But Preity, she has no one. Her son is closer to his father than his mother. And her mother-in-law would, presumably, always pick her son over her daughter-in-law. And so Preity keeps working, and keeps smiling and hides her pain away. The one person in her life she could share it with, her husband, is the one who is causing it. And so she shows it to no one. Only, briefly, sharing her joy with Abhishek, a random stranger, when she thinks her marriage is having a rebirth and she is determined to make it better.
The triumph of the ending is the triumph of Preity. Shahrukh goes to her to tell her what he has done and we, the audience, almost think she might forgive him. She so clearly loves him and was happy at one point in her marriage (unlike Abhishek and Rani who were never happy), and they have a child, and she is the wife, the wife always forgives. But, she doesn’t!!!!! Karan and Preity remained true to the character they had built. This woman can take care of herself and she can forgive a lot, but she also knows her own worth. She will put up with a husband who doesn’t support her, a son who doesn’t know her, but she will not be cheated on, will not sink to that level. She is the better person, she is the wrong woman, she is innocent.
I can’t help comparing her with Jaya in Silsila. Jaya is similarly strong, refusing to reveal her hurt to the general public. And she is brave in telling her husband that she has come to love him. But she doesn’t slap him, she doesn’t leave him. She doesn’t take a chance and branch out on her own rather than staying with a man who doesn’t love him.
(This song just makes you want to slap Amitabh, doesn’t it? Both in the film and in real life)
Preity takes that chance. And is rewarded for it! Perhaps my favorite thing about this whole film is when Kirron tells Preity that she is staying with her. Preity isn’t alone after all, Shahrukh can’t take her family away from her. All her lonely strength and struggle with a smile didn’t go unnoticed, and isn’t unrewarded. Kirron stays with her, the real heart of the household, and her son stays with her too. A working woman can still be a beloved daughter-in-law and a needed mother. Even a woman who separates from her husband can still be a mother and a daughter-in-law.
And she is rewarded immediately. While Shahrukh and Rani go through their lonely exile, and even Abhishek has his period of sadness, we see Preity smiling and laughing with her son, happier already now that she is not carrying the weight of an unhappy husband around with her. She does not need a new husband or a new relationship to make her happy either, she is and always has been able to take care of herself, Shahrukh was more a burden than a joy.

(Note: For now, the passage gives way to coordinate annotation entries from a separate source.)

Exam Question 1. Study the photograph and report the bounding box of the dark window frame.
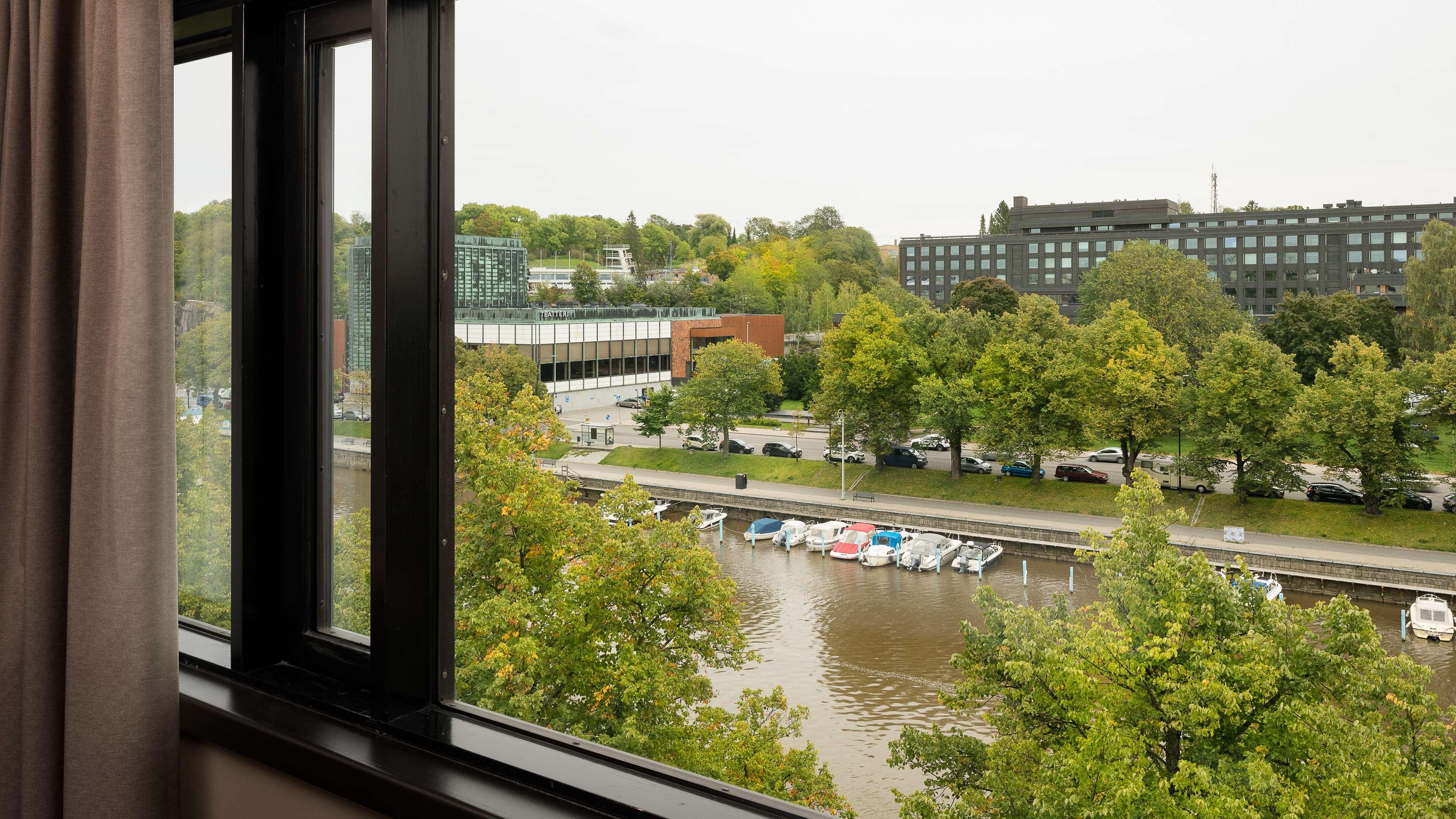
[175,0,821,819]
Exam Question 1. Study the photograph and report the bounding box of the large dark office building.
[900,197,1456,315]
[345,235,529,372]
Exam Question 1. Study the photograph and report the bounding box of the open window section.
[317,39,374,643]
[173,51,233,630]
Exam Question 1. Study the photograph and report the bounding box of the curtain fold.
[0,0,177,819]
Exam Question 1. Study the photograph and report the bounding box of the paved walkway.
[571,462,1456,574]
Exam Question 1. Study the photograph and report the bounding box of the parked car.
[718,439,753,455]
[1244,483,1284,498]
[910,433,951,452]
[884,443,926,469]
[1380,487,1433,510]
[683,433,718,450]
[1002,461,1047,478]
[1305,484,1364,503]
[961,455,991,475]
[763,440,804,457]
[1053,464,1107,484]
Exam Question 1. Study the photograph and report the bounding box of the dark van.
[885,443,926,469]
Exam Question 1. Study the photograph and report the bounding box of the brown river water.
[333,469,1456,819]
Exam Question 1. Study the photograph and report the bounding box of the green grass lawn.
[333,421,373,439]
[603,446,1456,551]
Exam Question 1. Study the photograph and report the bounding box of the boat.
[951,541,1006,573]
[859,529,901,566]
[1411,594,1456,643]
[697,509,728,532]
[743,517,783,545]
[804,520,849,552]
[900,532,961,571]
[773,520,809,548]
[828,523,875,560]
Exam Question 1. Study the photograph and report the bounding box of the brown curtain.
[0,0,177,819]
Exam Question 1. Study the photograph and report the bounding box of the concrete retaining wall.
[571,475,1456,603]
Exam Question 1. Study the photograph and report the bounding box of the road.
[562,407,1451,501]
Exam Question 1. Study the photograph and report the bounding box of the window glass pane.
[329,41,373,637]
[172,54,233,628]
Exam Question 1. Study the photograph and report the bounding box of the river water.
[333,469,1456,819]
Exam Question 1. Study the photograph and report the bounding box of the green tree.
[633,385,674,449]
[571,262,602,305]
[891,475,1456,819]
[946,275,1018,318]
[1079,300,1188,479]
[175,312,233,395]
[454,338,546,396]
[975,294,1086,484]
[1077,242,1249,362]
[987,200,1010,236]
[903,308,991,478]
[1402,220,1456,358]
[1260,293,1399,383]
[1289,335,1425,514]
[1182,329,1303,503]
[812,294,923,466]
[673,338,783,455]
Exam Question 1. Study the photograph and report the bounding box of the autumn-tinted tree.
[1260,291,1399,383]
[812,294,923,466]
[946,275,1018,318]
[1182,329,1303,503]
[1077,242,1249,362]
[891,474,1456,819]
[673,338,783,455]
[1289,335,1428,514]
[1402,220,1456,358]
[975,294,1086,484]
[1079,300,1188,479]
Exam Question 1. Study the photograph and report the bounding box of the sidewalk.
[571,461,1456,574]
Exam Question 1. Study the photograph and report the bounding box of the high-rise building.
[900,197,1456,315]
[345,235,527,372]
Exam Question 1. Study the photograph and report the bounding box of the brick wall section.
[673,318,722,379]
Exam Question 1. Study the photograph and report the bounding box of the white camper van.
[1137,455,1213,494]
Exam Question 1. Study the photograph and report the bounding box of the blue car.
[1002,461,1047,478]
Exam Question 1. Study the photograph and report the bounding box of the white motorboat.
[951,541,1006,573]
[900,532,961,571]
[1411,594,1456,643]
[773,520,809,548]
[859,529,901,566]
[697,509,728,530]
[804,520,849,552]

At the end of the film, Abhishek has moved on and is getting married. This seems right, he never experienced even a temporary joy in marriage, Rani was unhappy and out of love with him from the very beginning. He needs that, a woman who loves and desires him, in order to complete himself. But Preity, it seems right that only know at this wedding is she beginning to consider the possibility of a relationship with her handsome editor and good friend of many years Arjun Rampal. She is not unlovable and she deserves to have that part of her life fulfilled. But she doesn’t need it, not the way the other 3 leads do. She is stronger than that, and wiser than that.
At the end of the film, Preity is the only character who was and is wise enough not to be stuck in an unhappy marriage. She kept going so long as Shahrukh was willing to stay with her. She fulfilled her own needs and kept her promises to him. But once he broke those promises, she threw him out. She wasn’t like Abhishek, desperately trying to make a woman who was uninterested in him pay him attention, or like Rani desperately denying her own unhappiness, or Shahrukh bitterly acting out his misery instead of trying to resolve it.
Preity is also the best example of the meaning of the title of the film. It’s not that Rani and Shahrukh are fated to be together and therefore can never say good-bye. It’s that you can’t say good-bye, not really, to the people in your life you once loved. Abhishek, he seeks out Rani and invites her to his wedding, having realized that she will always be a part of him. But Preity and Shahrukh knew that all along. They had a child together, they had a long life together, that will always be there and they will always care for each other. One of my favorite moments in the title song is when we see Preity, happy, and Shahrukh looking on with a sad smile. Sad for himself, but still happy for her, because their bond is never really gone.